Wordsmiths Books, in Decatur, GA, has done a phenomenal job pairing literature and music.
Tomorrow (Monday, March 24th), though, they’ve outdone themselves, joining forces for the second time with southern lit-scene blog BabyGotBooks to pair the sweeping, pain-swept landscape of Hillary Jordan’s debut novel Mudbound with the similarly rural, achingly pretty sounds of Athens/Decatur junkyard soul trio Hope For AGoldenSummer.

I’ll leave it to the Wordsmiths blog to extol the virtues of Jordan’s novel, and I daresay that the last time I penned anything about the three ladies in Hope For Agoldensummer, I said nearly all I possibly could:
Together, Page Campbell, Claire Campbell and Deb Davis call themselves a “junkyard soul trio”, but they’re actually so much more. This is music that’s definitively southern, definitely rural, and reminiscent of a folk-art angel singing her heart out. At times, the territory tread by Hope For Agoldensummer is equal parts Cormac McCarthy and Flannery O’Connor with weaponry provided by Nick Cave-the sort of songs that hold knives behind their backs, lingering in sweetness just long enough to unveil the darkness lingering ‘neath. Other times, the songs are southern field gospel revivals, celebrating the sweaty southern pastures of life and love.

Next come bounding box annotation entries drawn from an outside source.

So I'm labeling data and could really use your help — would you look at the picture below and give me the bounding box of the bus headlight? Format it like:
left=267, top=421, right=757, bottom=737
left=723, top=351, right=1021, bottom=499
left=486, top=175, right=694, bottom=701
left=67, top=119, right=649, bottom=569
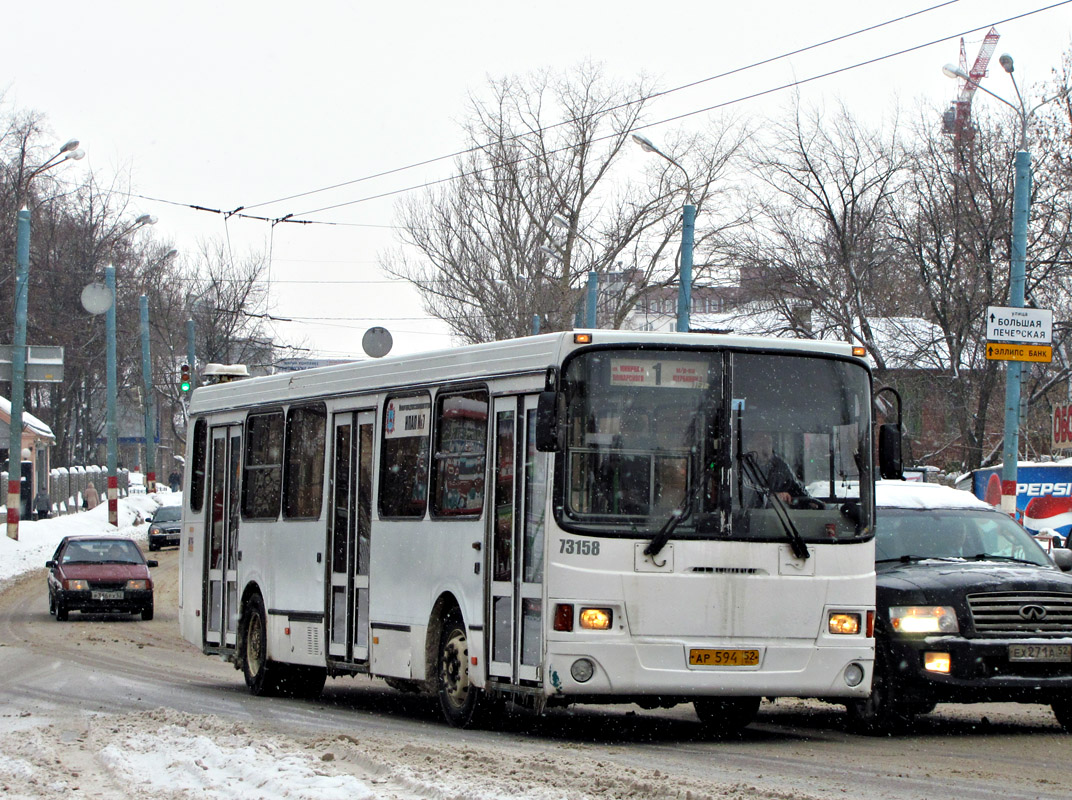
left=890, top=606, right=961, bottom=634
left=577, top=608, right=614, bottom=631
left=827, top=611, right=860, bottom=636
left=923, top=653, right=953, bottom=675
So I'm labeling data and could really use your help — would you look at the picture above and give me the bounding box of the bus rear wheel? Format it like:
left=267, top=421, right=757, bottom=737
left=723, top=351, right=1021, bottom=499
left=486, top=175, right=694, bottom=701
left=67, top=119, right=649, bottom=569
left=435, top=613, right=486, bottom=728
left=693, top=697, right=760, bottom=737
left=238, top=594, right=279, bottom=697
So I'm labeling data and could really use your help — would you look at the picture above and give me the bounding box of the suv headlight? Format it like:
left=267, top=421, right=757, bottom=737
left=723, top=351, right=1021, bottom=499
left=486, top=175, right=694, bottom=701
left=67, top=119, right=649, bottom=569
left=890, top=606, right=961, bottom=634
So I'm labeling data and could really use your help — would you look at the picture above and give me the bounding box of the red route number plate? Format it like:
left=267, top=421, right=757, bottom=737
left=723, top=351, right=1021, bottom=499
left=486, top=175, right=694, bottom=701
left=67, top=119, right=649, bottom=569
left=688, top=648, right=759, bottom=667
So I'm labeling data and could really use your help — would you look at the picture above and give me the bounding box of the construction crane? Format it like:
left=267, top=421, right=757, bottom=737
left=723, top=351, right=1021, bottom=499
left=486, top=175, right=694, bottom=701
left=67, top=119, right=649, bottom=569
left=942, top=28, right=999, bottom=147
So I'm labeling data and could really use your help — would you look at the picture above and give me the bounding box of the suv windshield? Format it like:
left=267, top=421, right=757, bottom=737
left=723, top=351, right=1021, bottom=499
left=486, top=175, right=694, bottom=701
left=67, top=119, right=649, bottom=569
left=562, top=349, right=872, bottom=542
left=875, top=508, right=1051, bottom=566
left=152, top=505, right=182, bottom=522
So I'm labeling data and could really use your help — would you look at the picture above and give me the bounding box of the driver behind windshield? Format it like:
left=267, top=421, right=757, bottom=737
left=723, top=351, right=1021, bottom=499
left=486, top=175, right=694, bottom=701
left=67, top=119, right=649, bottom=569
left=745, top=431, right=808, bottom=507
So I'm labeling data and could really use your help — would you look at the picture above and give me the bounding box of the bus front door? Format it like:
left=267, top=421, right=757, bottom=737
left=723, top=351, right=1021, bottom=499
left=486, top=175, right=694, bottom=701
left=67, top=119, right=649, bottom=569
left=487, top=397, right=548, bottom=684
left=325, top=411, right=373, bottom=663
left=203, top=425, right=242, bottom=649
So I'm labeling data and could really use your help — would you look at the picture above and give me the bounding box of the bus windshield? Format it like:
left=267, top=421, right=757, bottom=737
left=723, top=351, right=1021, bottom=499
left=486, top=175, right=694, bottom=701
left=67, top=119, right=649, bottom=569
left=562, top=349, right=873, bottom=549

Then, though, the song was “4th Night”, an aching back-seat ode to the always-inevitable morning after.

Hope For Agoldensummer: Old Questions
In celebration of tomorrow, though, comes the jaunty, schoolyard-rhyme that is the closing moment to the sweepingly pretty Ariadne Thread album, “Old Questions”. Opening with the sound of a form of pattycake, Page, Claire and Deb pose the questions that make up the song’s title-questions on the nature of tried-and-true love. This song sounds dusty, sounds aged, sounds love-worn and rough around the edges, a little hazy as though the night’s just beginning.
And it’s wonderfully infectious, the perfect cap to the album’s darker moments and the perfect summation of the joy the ladies in Hope For Agoldensummer bring to their voices, their instruments, music itself.
There’s really no excuse to miss BGB Vol II tomorrow night at Wordsmiths, with Hillary Jordan, the Wayne Fishell Experiment and Hope For AGoldensummer. Stuff gets started at 7:30 P.M. It’s a rare all-ages show, in Decatur, for free, with free drinks and with those gorgeous voices.